US broadband provider Charter Communications prepared to put a new mobile service through its paces before launch, revealing a large scale field trial will take place in May with employees as test customers.

During the company’s Q1 earnings call, CEO Tom Rutledge said around 5,000 Charter employees will take part in the trial, walking through “an end-to-end sales activation of service process”. He added the company is also in the process of bulking up its mobile sales channels and service capabilities, modifying “several hundred” of its retail stores and setting up mobile call centres.

The moves come ahead of an expected service launch in the current quarter.

Charter has been steadily preparing, hiring former Sprint executive Danny Bowman in March to oversee the launch.

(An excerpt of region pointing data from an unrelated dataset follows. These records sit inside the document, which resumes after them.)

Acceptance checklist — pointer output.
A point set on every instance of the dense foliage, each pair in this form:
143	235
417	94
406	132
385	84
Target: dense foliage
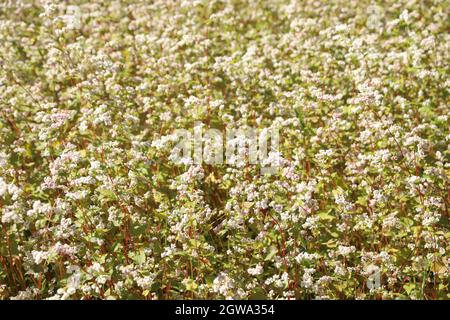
91	205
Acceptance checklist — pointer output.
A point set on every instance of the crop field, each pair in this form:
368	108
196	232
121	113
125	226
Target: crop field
224	149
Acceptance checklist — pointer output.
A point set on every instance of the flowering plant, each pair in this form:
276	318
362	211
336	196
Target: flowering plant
93	207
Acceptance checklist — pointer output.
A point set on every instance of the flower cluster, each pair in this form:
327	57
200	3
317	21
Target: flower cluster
92	207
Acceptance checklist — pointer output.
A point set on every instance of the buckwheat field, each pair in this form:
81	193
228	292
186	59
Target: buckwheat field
95	205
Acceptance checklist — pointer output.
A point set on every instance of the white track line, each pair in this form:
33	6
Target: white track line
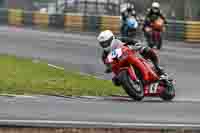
95	124
57	67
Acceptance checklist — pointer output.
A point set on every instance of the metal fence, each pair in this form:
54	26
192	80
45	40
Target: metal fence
173	9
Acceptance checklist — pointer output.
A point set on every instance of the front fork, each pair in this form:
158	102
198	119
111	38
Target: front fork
130	70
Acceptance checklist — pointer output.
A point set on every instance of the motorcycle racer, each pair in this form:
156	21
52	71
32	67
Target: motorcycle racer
108	41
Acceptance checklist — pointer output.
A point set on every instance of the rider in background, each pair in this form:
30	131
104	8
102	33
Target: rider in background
108	41
152	14
126	11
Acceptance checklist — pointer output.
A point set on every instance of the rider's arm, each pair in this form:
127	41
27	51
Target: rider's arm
163	17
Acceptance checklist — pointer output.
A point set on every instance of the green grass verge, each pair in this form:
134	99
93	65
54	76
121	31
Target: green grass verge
23	76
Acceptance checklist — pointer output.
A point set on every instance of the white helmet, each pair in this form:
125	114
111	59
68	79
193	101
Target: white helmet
155	5
105	38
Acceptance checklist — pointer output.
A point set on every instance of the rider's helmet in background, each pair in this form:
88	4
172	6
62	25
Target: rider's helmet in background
155	7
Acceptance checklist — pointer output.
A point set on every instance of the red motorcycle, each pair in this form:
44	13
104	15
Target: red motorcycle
137	75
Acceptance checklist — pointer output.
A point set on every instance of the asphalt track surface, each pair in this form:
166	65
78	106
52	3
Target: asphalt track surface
81	52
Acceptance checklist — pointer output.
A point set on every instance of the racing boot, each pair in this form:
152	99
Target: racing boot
161	72
116	81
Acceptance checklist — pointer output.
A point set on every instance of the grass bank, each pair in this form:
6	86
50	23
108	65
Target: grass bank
23	76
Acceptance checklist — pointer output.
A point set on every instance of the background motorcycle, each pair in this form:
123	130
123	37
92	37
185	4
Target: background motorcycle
157	27
130	27
137	84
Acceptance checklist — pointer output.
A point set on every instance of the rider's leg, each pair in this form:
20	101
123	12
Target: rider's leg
149	53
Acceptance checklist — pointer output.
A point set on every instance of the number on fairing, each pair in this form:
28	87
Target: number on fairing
153	88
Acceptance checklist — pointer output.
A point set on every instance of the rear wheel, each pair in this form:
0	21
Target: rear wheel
133	88
169	92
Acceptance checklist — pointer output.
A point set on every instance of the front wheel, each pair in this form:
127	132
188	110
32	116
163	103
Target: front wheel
133	88
169	92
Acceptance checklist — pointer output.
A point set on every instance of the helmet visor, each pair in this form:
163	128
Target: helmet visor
155	10
106	43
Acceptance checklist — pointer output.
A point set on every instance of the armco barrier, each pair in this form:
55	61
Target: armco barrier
192	33
28	18
92	23
175	30
56	21
15	17
110	22
91	130
41	20
74	23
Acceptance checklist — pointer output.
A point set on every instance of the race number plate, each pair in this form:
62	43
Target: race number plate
116	53
153	88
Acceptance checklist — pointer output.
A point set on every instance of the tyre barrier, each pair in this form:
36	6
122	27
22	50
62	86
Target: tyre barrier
192	32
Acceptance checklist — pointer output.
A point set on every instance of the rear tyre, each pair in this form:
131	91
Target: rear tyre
133	88
159	44
169	92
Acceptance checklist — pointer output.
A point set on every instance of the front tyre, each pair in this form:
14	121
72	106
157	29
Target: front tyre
133	88
169	92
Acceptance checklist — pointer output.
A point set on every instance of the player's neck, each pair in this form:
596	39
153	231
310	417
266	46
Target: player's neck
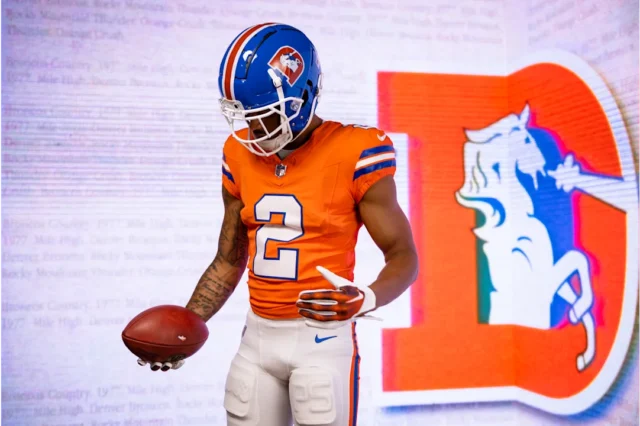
305	135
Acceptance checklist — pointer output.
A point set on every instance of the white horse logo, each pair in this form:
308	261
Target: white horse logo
516	243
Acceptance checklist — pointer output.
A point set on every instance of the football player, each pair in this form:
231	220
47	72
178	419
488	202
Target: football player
296	191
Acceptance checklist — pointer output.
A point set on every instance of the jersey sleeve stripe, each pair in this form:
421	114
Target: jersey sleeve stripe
377	150
374	167
227	173
374	159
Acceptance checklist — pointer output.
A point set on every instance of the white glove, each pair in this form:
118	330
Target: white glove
161	366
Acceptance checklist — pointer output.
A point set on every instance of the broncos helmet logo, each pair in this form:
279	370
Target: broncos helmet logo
289	63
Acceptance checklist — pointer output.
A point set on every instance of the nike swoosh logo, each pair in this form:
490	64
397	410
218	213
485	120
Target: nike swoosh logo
322	339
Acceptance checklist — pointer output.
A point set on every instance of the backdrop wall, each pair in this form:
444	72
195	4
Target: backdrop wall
111	157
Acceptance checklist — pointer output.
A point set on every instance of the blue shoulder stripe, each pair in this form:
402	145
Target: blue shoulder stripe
377	150
372	168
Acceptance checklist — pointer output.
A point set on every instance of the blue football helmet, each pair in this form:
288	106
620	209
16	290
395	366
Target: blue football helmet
270	69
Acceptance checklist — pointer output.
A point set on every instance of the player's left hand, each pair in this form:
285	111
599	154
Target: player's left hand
333	308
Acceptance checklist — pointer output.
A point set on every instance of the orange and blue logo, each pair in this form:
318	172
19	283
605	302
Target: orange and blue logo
524	206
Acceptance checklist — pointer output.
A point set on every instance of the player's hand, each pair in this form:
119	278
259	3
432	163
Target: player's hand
166	366
333	308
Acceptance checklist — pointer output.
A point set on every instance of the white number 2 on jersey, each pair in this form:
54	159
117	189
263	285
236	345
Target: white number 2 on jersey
285	265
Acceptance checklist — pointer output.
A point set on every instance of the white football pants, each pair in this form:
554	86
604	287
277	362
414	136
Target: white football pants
287	372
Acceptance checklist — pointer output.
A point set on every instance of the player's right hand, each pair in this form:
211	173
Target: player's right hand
155	366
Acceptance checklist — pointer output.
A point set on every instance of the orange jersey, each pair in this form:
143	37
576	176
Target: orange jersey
307	215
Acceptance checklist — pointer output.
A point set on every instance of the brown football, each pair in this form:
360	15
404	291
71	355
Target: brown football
165	333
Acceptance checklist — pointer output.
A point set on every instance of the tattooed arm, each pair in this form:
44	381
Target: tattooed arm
222	276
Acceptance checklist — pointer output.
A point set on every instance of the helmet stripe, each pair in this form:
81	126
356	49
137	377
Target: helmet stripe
234	55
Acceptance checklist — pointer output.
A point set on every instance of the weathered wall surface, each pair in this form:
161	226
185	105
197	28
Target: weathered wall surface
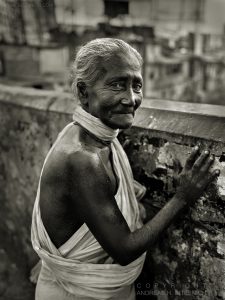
30	122
188	261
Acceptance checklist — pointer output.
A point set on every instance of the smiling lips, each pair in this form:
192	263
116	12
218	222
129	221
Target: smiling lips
123	112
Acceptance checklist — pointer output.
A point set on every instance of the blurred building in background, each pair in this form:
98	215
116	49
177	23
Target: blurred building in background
182	42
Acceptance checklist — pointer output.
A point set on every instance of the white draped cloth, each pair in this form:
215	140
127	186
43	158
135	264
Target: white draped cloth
80	267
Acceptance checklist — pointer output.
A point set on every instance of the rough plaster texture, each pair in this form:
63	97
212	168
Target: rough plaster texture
187	262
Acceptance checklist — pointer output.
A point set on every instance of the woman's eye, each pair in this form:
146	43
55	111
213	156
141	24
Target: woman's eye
137	87
117	85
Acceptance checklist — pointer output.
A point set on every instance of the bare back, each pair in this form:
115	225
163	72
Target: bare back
61	215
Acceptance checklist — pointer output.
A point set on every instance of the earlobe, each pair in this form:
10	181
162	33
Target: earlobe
82	93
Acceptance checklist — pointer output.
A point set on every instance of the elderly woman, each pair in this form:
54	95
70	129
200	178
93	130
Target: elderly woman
86	224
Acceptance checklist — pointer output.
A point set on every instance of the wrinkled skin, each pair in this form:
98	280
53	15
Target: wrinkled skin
195	176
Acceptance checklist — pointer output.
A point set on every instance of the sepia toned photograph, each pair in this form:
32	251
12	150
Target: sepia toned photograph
112	149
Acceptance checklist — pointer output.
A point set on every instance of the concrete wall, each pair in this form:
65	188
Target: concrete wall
188	258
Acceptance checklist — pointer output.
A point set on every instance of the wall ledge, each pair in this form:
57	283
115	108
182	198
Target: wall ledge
168	119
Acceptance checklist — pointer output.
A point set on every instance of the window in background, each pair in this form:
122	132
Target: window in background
115	8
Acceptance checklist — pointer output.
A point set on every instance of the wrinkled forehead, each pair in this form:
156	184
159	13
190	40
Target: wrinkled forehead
121	60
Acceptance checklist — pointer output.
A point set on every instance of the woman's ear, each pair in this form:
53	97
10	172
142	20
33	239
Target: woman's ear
82	93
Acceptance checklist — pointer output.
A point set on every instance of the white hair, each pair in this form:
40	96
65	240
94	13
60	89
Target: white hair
88	68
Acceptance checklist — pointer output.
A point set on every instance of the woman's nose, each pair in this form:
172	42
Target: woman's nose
129	98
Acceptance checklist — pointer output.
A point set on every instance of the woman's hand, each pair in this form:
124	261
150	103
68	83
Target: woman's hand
195	176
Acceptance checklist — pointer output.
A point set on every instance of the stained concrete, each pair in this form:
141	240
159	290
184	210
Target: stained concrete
188	260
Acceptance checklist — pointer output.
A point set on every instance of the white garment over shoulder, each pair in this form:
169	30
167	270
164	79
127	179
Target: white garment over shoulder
80	268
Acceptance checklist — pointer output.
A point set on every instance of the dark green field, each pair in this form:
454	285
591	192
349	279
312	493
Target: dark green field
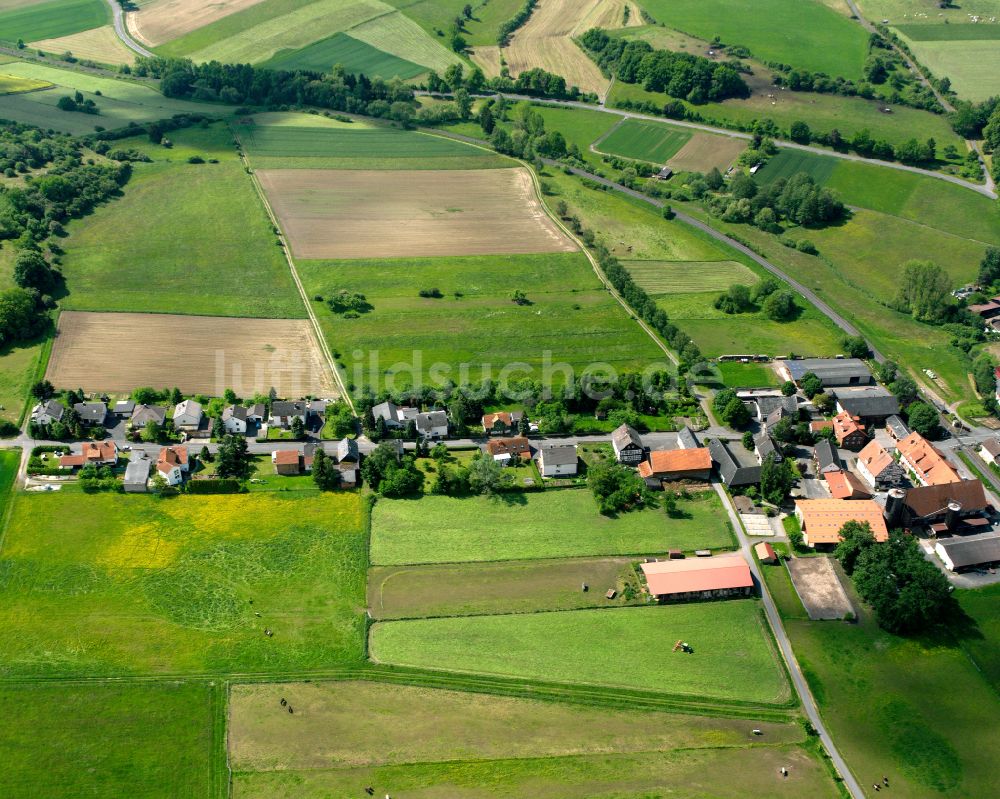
52	20
354	55
151	740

In April, the company also teamed with Comcast on the joint development and design of backend systems to support the wireless push.

While Charter CFO Christopher Winfrey said Comcast is a reasonable example of how Charter’s mobile model might play out in early days, Rutledge stressed Charter will adopt a different marketing strategy. The approach, Rutledge said, will lead to a divergence in performance.

Ultimately Charter aims to use its mobile service to “attract and retain cable bundle multi-product customers,” he added.

AT&T is pursuing a similar strategy. During its Q1 earnings call in April the operator’s CFO noted AT&T is pushing bundle deals as a way to reduce churn and increase revenue from user accounts.